5. Sales enablement metrics
Any new marketing initiative should include metrics to help you understand how you are progressing toward your goals, and sales enablement is no different.
When it comes to sales enablement, your metrics should be focused on just that: how well sales are being aided by your efforts.
Metrics you may want to track include:
- Number of sales qualified leads (generated from your content): This is the number of sales qualified leads (or prospects that are a good fit for your product or service) being generated by your sales enablement content and efforts. If your sales enablement efforts are working, this number should increase.
- Close rate: This is how frequently a lead turns into a customer. If your sales enablement efforts are working, this rate should be going up.
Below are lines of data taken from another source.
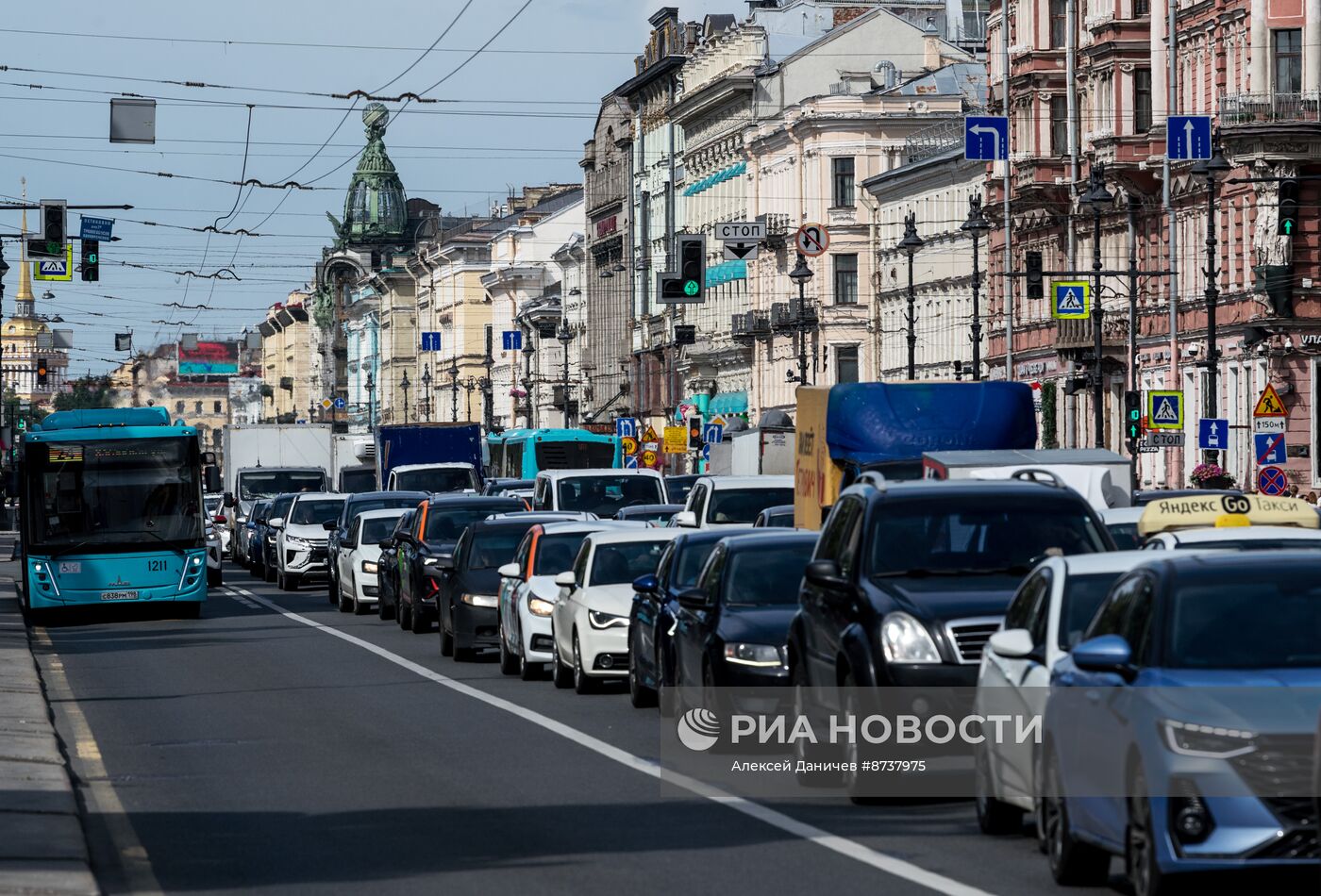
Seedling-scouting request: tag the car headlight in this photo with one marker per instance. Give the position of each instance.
(1206, 740)
(904, 639)
(763, 656)
(598, 619)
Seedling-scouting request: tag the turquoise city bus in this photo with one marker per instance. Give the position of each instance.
(112, 511)
(524, 453)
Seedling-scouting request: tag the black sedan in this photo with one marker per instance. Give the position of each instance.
(733, 625)
(387, 568)
(465, 585)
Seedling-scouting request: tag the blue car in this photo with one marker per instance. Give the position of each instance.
(1179, 733)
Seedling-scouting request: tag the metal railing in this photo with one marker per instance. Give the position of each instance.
(1262, 108)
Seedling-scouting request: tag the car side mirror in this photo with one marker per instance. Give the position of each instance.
(1106, 654)
(694, 599)
(826, 574)
(1012, 643)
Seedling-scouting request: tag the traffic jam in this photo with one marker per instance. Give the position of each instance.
(1122, 674)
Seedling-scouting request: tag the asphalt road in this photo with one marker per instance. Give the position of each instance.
(280, 744)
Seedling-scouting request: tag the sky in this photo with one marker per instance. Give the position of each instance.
(517, 112)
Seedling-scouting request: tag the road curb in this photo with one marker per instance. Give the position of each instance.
(42, 842)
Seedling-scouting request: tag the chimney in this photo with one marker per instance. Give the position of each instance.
(930, 45)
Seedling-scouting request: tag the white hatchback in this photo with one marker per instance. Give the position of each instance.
(590, 623)
(359, 556)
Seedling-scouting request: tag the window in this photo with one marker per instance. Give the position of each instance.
(845, 278)
(1142, 101)
(1288, 61)
(1059, 25)
(845, 364)
(1059, 125)
(843, 171)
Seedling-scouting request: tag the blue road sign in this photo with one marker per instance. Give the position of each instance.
(986, 138)
(1212, 435)
(1188, 136)
(95, 228)
(1268, 447)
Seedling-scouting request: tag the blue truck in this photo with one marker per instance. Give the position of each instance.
(429, 456)
(112, 509)
(845, 429)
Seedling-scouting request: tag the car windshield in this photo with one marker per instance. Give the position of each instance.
(693, 557)
(766, 577)
(605, 495)
(494, 546)
(623, 561)
(1083, 594)
(977, 535)
(1125, 535)
(1268, 621)
(376, 528)
(264, 483)
(436, 480)
(114, 492)
(744, 505)
(557, 553)
(353, 482)
(444, 525)
(308, 512)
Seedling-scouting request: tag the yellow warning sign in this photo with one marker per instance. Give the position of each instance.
(1270, 404)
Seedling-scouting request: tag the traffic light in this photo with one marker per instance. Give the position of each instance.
(53, 214)
(92, 261)
(695, 433)
(1133, 415)
(1288, 207)
(693, 264)
(1034, 287)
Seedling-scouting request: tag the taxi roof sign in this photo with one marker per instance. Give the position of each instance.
(1219, 511)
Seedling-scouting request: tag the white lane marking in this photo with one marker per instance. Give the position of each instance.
(101, 793)
(842, 845)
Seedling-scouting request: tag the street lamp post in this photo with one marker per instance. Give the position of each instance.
(426, 386)
(801, 274)
(909, 245)
(565, 337)
(977, 225)
(453, 386)
(1211, 168)
(1098, 199)
(372, 406)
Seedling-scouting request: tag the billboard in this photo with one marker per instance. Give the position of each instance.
(209, 359)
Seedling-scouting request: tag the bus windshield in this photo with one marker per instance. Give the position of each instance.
(127, 492)
(264, 483)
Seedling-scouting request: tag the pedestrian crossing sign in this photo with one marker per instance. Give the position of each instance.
(1072, 300)
(1165, 409)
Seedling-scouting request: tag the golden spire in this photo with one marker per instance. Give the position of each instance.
(24, 293)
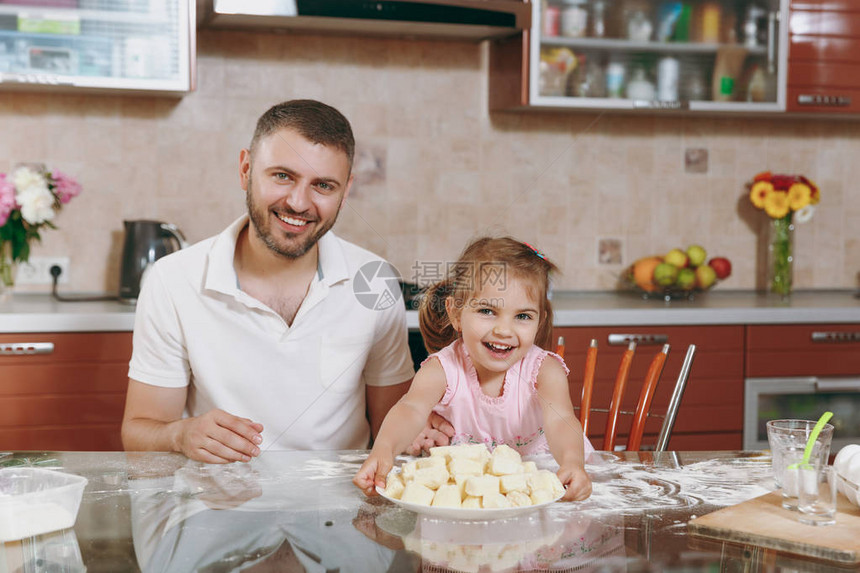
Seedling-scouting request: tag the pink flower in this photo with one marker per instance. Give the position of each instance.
(65, 187)
(7, 198)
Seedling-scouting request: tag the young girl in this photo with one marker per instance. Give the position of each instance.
(489, 323)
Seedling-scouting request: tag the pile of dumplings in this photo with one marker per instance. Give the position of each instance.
(468, 476)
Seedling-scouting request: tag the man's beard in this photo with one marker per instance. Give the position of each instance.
(260, 221)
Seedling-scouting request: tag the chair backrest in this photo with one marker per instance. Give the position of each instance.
(643, 405)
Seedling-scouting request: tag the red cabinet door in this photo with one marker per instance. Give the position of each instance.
(824, 57)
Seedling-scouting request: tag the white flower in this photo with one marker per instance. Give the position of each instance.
(805, 214)
(37, 204)
(23, 178)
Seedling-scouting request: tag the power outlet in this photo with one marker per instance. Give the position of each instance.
(37, 271)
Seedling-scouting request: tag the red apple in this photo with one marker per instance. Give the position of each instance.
(722, 266)
(705, 276)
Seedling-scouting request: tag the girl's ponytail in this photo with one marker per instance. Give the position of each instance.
(433, 321)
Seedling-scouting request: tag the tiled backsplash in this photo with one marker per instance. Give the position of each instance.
(434, 167)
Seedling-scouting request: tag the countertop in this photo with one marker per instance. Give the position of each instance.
(40, 313)
(298, 511)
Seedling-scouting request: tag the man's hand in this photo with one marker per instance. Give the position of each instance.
(437, 432)
(217, 437)
(373, 472)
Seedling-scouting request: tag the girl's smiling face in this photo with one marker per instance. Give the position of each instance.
(498, 325)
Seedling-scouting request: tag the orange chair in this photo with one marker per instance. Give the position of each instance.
(646, 395)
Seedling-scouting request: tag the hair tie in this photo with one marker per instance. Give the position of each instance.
(535, 251)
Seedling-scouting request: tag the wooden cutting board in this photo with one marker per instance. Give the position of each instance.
(764, 522)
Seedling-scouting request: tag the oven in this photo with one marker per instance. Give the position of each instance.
(802, 397)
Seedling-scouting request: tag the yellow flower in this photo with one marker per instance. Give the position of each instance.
(799, 196)
(776, 204)
(759, 192)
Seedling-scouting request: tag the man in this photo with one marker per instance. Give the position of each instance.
(261, 323)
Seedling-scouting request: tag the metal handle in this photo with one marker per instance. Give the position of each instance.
(837, 384)
(174, 231)
(824, 100)
(772, 19)
(675, 400)
(23, 348)
(640, 339)
(835, 337)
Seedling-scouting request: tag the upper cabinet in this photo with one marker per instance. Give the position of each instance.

- Average sales cycle length: This is how long it takes a lead to close once they enter your sales cycle. If your sales enablement efforts are working, your average sales cycle length should decrease.
You may also want to dig deeper into metrics to look at variables such as time on page or bounce rate to evaluate individual pieces of sales enablement content, but those will be less indicative of your bottom line.
Unite your sales and marketing teams for sales enablement success
More than anything, sales enablement is about uniting your whole business, especially marketing and sales, around the common goal of closing more deals and increasing revenue.
This means creating a culture that supports the consistent publication of content that addresses your prospects’ biggest questions and concerns and then ensuring its use throughout the sales process in assignment selling.